FormalPara What You Will Learn in This Chapter

In Chaps. 3 and 6 we investigated the effect of latitude on tree height by measuring trees at 2 and 3 locations, respectively, and testing for differences in mean heights. As we will see, a better way to answer this question involves testing tree heights at even more locations of latitude. Computing an ANOVA is not a good idea for this situation because the ANOVA does not take the ratio scale properties of the latitude into account. The ANOVA treats each location as nominal (see Chap. 7). Correlations allow us to include the ratio scale aspect of the information and thereby summarize the effect of latitude into one value, r.

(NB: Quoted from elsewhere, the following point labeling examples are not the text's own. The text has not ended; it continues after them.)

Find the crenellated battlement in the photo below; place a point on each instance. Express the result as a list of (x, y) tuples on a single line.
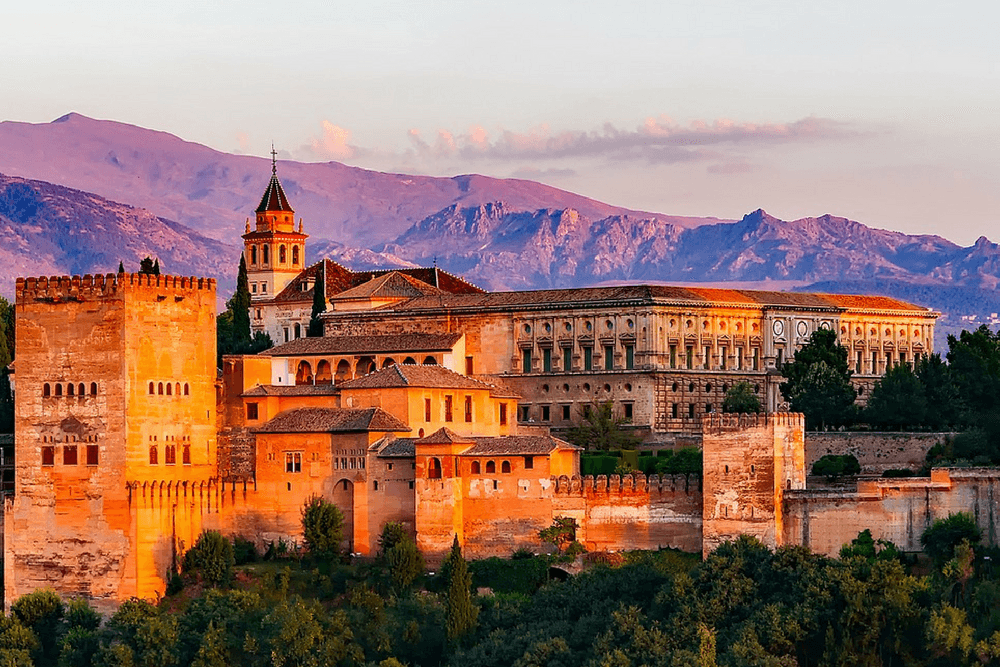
[(102, 286), (716, 423), (622, 484)]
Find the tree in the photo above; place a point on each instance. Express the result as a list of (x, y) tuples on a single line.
[(601, 429), (898, 400), (818, 381), (319, 303), (212, 556), (461, 614), (941, 538), (322, 527), (741, 399)]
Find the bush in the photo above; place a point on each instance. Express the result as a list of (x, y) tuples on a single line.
[(211, 556), (322, 527), (832, 466)]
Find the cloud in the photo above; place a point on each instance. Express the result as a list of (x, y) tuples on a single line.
[(333, 143)]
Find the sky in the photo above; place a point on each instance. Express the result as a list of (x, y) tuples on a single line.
[(884, 112)]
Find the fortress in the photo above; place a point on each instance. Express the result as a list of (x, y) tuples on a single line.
[(428, 402)]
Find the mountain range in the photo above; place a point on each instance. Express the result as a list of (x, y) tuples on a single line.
[(81, 194)]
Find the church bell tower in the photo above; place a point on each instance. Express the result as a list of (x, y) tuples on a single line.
[(274, 251)]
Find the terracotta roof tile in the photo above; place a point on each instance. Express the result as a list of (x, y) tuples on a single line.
[(406, 375), (416, 342), (333, 420)]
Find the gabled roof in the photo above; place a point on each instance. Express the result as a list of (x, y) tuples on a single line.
[(291, 390), (274, 198), (419, 342), (407, 375), (392, 285), (445, 436), (333, 420)]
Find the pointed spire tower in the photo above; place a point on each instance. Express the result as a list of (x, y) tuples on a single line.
[(275, 252)]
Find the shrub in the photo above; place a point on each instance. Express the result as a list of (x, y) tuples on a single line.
[(322, 527), (211, 556)]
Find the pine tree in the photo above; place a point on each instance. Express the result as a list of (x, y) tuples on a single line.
[(462, 614), (240, 305), (319, 304)]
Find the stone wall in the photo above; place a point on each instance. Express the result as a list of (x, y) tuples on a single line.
[(876, 452), (898, 510)]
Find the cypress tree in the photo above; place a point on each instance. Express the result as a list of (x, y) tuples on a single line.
[(240, 305), (462, 614), (319, 304)]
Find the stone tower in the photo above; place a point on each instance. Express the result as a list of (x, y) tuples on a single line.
[(274, 251), (115, 432)]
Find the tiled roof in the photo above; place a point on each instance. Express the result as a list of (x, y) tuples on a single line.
[(274, 198), (393, 285), (291, 390), (445, 436), (646, 294), (417, 342), (515, 445), (333, 420), (406, 375)]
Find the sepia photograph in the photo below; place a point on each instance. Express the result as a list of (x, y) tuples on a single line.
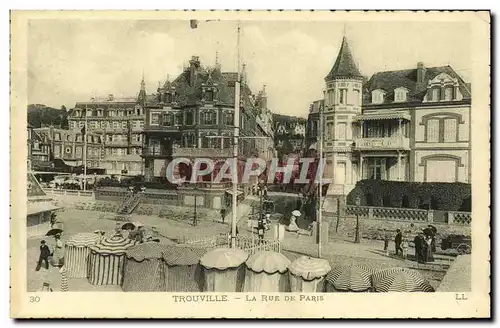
[(208, 158)]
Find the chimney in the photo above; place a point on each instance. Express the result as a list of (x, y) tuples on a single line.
[(420, 75), (194, 63)]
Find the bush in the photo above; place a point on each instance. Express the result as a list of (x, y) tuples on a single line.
[(434, 195)]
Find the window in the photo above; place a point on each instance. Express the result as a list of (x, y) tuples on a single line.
[(450, 130), (400, 95), (433, 130), (435, 94), (341, 131), (155, 118), (448, 94), (342, 96), (209, 118), (168, 120), (209, 95), (189, 118), (330, 97), (377, 96)]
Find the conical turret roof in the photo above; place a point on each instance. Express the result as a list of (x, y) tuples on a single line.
[(344, 66)]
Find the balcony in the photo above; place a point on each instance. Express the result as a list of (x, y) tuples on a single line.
[(396, 143)]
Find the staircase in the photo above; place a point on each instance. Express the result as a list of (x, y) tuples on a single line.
[(129, 204)]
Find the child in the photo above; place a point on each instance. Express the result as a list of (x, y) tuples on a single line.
[(404, 246), (386, 242)]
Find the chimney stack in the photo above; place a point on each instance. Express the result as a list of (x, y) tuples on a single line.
[(420, 75)]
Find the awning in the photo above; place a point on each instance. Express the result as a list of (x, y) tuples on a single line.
[(383, 116), (40, 207), (229, 191)]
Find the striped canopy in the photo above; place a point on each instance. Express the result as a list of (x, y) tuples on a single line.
[(146, 251), (182, 255), (402, 280), (115, 245), (223, 258), (309, 268), (83, 239), (268, 262), (351, 277)]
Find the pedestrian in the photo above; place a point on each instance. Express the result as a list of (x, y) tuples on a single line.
[(44, 256), (223, 215), (404, 247), (397, 241), (419, 247), (386, 241)]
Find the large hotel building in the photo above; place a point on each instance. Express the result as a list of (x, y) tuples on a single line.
[(404, 125)]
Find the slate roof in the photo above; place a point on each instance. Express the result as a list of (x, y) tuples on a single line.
[(344, 66), (391, 80)]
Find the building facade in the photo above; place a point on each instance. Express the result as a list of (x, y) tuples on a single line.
[(53, 143), (193, 116), (118, 123), (405, 125)]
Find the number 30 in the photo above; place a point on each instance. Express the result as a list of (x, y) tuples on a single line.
[(34, 299)]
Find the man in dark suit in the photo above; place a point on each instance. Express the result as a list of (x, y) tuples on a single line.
[(44, 256)]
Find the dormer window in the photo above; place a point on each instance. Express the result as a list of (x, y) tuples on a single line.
[(400, 94), (378, 96)]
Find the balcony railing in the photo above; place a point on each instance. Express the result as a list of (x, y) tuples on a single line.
[(382, 143)]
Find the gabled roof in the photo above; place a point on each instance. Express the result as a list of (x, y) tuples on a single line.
[(391, 80), (344, 66)]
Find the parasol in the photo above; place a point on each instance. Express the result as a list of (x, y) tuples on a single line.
[(223, 258), (353, 278), (402, 280), (268, 262), (132, 225), (309, 268)]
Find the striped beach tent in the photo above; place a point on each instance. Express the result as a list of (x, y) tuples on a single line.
[(223, 270), (144, 268), (307, 274), (402, 280), (267, 271), (64, 279), (77, 253), (183, 272), (107, 259), (349, 278)]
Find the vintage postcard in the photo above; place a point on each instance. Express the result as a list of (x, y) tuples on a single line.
[(266, 164)]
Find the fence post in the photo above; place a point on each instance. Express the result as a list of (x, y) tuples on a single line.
[(370, 213), (430, 216)]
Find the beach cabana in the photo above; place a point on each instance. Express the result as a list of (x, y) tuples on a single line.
[(107, 259), (307, 274), (144, 268), (77, 254), (266, 272), (223, 270), (183, 272)]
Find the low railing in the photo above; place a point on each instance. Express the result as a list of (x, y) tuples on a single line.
[(68, 192), (459, 218), (406, 214)]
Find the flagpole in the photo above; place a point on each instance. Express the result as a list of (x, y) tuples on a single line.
[(235, 143), (85, 152)]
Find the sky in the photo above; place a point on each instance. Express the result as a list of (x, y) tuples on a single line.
[(73, 60)]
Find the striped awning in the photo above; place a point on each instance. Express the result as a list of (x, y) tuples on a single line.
[(383, 116), (223, 258), (83, 239), (40, 207), (115, 245), (402, 280), (352, 278), (309, 268), (268, 262)]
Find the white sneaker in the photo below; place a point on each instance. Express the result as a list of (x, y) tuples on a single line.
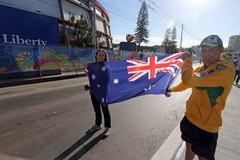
[(106, 132), (95, 128)]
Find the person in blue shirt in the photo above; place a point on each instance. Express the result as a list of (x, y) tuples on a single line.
[(101, 55)]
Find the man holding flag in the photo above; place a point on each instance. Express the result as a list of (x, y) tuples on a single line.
[(118, 81), (210, 84)]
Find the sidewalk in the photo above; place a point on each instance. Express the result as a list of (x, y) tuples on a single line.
[(21, 81)]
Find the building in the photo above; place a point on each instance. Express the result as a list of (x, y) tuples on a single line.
[(46, 22), (234, 43), (233, 51)]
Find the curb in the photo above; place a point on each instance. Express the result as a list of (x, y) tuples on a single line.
[(16, 82)]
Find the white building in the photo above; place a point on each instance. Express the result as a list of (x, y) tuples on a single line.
[(61, 10), (234, 43)]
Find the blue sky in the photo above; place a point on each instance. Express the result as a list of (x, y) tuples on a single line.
[(199, 17)]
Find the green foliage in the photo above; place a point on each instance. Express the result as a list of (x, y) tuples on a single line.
[(169, 41), (82, 32), (141, 32)]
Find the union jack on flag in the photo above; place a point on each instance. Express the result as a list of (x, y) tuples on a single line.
[(118, 81)]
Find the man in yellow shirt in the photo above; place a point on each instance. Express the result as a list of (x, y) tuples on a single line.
[(210, 84)]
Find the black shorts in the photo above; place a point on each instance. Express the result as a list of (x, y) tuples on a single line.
[(203, 143)]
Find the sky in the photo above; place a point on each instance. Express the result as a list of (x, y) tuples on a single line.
[(199, 19)]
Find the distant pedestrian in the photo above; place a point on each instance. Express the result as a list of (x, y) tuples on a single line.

1 Covariance and Correlations

Let us first visualize correlations. If there were a perfect negative correlation, then an increase in one variable corresponds to a consistent decrease in another variable, for example, tree height decreases as latitude increases. If we plot latitude on the x-axis and tree height on the y-axis, the points fall on a straight line as in Fig. 8.1a (perfect negative correlation). On the other hand, if there is no relationship between the variables, the data looks like a diffuse cloud of points as in Fig. 8.1c (no correlation). If tree height increases as latitude increases, there is a perfect positive correlation (Fig. 8.1e). Usually, we find cases in between the three basic scenarios (Fig. 8.1b, d).

Fig. 8.1
figure 1

Tree heights versus latitude for five different scenarios, (a)–(e). Each data point shows the height of one tree at one location. Correlations measure the linear relationship between the two variables

This linear relationship is captured by the covariance equation:

$$\displaystyle \begin{aligned} \mbox{cov}(x,y) = \frac{\sum_{i=1}^n(x_i - \overline{X})\times(y_i - \overline{Y})}{n-1} {} \end{aligned} $$
(8.1)

where, for example, the latitude data are x i, the tree heights are y i, and the \(\overline {X}\) and \(\overline {Y}\) are the respective mean values, i.e., the mean latitude and the mean tree height, respectively. The data consists of n pairs of latitudes and tree heights. The covariance generalizes the concept of variance because cov(x, x) is the variance of x.

A disadvantage of covariance is that it depends on the scale. For example, if you measure tree height in meters the covariance is smaller than if you measure it in centimeters. For this reason, we normalize the covariance by the standard deviation of x and y and arrive at the correlation:

$$\displaystyle \begin{aligned} r =\frac{\mbox{cov}(x,y)}{s_x s_y} {} \end{aligned} $$
(8.2)

This type of correlation is called Pearson’s correlation. Correlation values range between − 1.0 and +1.0, where − 1 indicates a perfect negative correlation, 0 indicates no correlation, and + 1 indicates a perfect positive correlation (see Fig. 8.1a, c, and e). Values between these limits indicate intermediate strengths of the relationship between the variables.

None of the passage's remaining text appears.